Materials and methods
Data preparation
RNA-seq data of 174 GBM samples were downloaded from the TCGA (https://portal.gdc.cancer.gov/) database in October, 2018 according to ‘glioblastoma’ search term. Repeat samples, non-cancerous samples, paracancerous samples and samples without follow-up information were removed using gdcRNA tools (version 4.6.3) (19). Thus, a total of 152 GBM samples were included in the present study. RNA-seq data were normalized using the trimmed mean of M-values method (20).DNA methylation data of 155 GBM samples were downloaded from the University of California Santa Cruz (UCSC)-Xena database (https://xenabrowser.net/datapages/) in October, 2018 according to ‘glioblastoma’ search term. UCSC-Xena is a bioinformatics tool used to visualize functional genomics data from several sources, including TCGA database. DNA methylation was represented as β values, which are bounded variables of the form [M/(M + U + 100)] that are generated by the Illumina 450 k BeadChip array (Illumina, Inc.) (21).
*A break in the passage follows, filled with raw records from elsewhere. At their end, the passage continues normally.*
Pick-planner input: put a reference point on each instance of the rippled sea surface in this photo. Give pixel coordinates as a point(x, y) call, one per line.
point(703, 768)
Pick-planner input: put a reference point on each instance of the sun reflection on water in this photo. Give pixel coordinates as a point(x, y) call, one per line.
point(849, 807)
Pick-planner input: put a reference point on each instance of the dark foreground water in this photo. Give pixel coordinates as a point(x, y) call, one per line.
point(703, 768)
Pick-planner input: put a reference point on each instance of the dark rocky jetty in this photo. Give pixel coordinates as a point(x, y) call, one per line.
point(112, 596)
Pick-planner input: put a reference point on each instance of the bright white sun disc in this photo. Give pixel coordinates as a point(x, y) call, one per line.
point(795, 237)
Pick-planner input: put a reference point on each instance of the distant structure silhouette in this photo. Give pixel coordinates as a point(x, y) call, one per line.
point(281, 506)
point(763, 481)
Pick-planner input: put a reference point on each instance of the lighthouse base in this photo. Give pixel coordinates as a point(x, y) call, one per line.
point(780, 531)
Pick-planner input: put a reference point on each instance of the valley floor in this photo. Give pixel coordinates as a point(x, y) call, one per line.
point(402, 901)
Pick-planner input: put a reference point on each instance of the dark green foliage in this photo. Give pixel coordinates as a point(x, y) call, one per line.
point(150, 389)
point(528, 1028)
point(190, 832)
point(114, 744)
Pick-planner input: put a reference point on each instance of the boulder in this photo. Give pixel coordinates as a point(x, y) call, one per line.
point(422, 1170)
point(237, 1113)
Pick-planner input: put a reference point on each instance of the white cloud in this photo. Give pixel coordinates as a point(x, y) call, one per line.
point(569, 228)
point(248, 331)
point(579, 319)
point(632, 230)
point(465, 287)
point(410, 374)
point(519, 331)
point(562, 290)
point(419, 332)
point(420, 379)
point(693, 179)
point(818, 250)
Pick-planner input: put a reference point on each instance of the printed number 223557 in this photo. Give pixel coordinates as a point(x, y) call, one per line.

Samples without follow-up information were removed, thus a total of 151 samples were used in the present study.The DNA methylation dataset (151 patients) and the RNA-seq dataset (152 patients) were compared, and 49 patients were found to be shared between the two datasets. The research flow chart is presented in Fig. S1.
Identification of differentially expressed genes (DEGs) according to survival time
Gene expression data were used for the differential expression analysis. The median survival time of patients with GBM is <1 year (1). Thus, the patients (n=152) were divided into two groups, survival time <1 year and survival time ≥1 year, according to the median survival time. Differential expression analysis was performed between the two groups using the edgeR package (version 3.8) (22). P<0.05 and |logFC|>0.585 were considered to indicate DEGs.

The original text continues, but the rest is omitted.